Quanta carne consumano davvero gli italiani?

Si è tenuto oggi a Bologna, presso il Comando Regionale dei Carabinieri dell’Emilia-Romagna, il convegno “La carne e i suoi valori nell’alimentazione umana. Nuove evidenze sui consumi reali in Italia”. Durante l’evento, sono stati rivelati al pubblico i dati più recenti sul consumo reale di carne in Italia, il ruolo di questo alimento in una dieta equilibrata per la salute umana e come si eseguono i controlli per la sicurezza dei prodotti di origine animale. Inoltre, è stato spiegato nel dettaglio il valore economico e sociale della filiera della carne e dei salumi per il nostro Paese.

La carne rappresenta una delle principali risorse agroalimentari presenti in Italia e la produzione di prodotti alimentari di origine animale, in particolare salumi e insaccati, una delle punte di eccellenza della tradizione culinaria italiana e del Made in Italy. A questi fattori oggi si uniscono, sempre più, altri importanti elementi che caratterizzano la produzione di carne nel nostro Paese e che il convegno bolognese ha trattato, per fornire un’attenta e scientifica analisi dell’argomento per rispondere alle esigenze attuali del consumatore.

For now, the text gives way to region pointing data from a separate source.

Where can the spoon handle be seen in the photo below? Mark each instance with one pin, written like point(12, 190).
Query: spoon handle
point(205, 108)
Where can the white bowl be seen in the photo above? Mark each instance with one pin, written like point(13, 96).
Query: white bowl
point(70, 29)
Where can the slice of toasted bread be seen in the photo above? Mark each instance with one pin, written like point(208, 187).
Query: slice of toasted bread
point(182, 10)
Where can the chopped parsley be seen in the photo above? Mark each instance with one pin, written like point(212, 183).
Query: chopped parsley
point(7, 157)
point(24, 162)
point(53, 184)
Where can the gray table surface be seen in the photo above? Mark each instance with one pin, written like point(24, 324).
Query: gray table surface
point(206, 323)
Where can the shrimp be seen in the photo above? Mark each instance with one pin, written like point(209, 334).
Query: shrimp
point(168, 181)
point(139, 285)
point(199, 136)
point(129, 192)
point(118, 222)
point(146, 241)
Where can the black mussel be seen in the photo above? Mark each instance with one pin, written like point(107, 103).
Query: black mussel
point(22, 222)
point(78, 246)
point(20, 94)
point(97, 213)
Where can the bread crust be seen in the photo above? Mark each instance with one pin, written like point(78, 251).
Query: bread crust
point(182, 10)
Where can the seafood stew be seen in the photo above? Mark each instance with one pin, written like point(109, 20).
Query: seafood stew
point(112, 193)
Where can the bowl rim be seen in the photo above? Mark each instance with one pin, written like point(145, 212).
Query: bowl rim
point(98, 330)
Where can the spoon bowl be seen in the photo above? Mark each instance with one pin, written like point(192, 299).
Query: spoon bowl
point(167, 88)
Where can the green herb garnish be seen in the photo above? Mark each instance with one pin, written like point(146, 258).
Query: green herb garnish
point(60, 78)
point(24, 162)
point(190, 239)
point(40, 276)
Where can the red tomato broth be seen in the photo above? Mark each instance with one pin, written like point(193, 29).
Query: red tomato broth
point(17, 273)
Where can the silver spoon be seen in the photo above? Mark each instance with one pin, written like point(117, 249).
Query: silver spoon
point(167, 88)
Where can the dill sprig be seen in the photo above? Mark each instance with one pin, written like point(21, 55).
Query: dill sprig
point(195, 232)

Il convegno, organizzato dall’Accademia Nazionale di Agricoltura in collaborazione con Società Italiana di Nutrizione Umana (SINU), Carni Sostenibili, Associazione Giornalisti Agricoltura-Alimentazione-Ambiente (ARGA) e Associazione per la Scienza e le Produzioni Animali (ASPA), ha visto la partecipazione di Giorgio Cantelli Forti, Presidente dell’Accademia Nazionale di Agricoltura, Umberto Geri, Comandante dei NAS – Carabinieri di Bologna, e Simona Caselli, Assessore all’Agricoltura della Regione Emilia-Romagna.

Gli interventi sono stati aperti da Lara Sanfrancesco, Segretario Generale di Carni Sostenibili, che ha parlato del “Valore economico e sociale della filiera della carne e dei salumi in Italia”. E’ stato poi il turno del Professor Vincenzo Russo, che ha presentato i risultati del suo ultimo studio: “Quanta carne si mangia in Italia?”. Laura Rossi, ricercatrice CREA, ha trattato invece “Il ruolo della carne in una dieta equilibrata: caratteristiche nutrizionali e raccomandazioni”, mentre la Professoressa Alessandra Bordoni si è occupata del “Rapporto tra consumo di carne e salute: pregiudizi e verità scientifica”. Il Maggiore dei NAS di Bologna, Umberto Geri, ha poi spiegato come avvengono “I controlli e la sicurezza della carne”; infine, la giornalista Lisa Bellocchi, in qualità di Vice Presidente ENAJ, ha analizzato i rapporti tra “Il giornalismo e la corretta informazione in ambito agroalimentare”.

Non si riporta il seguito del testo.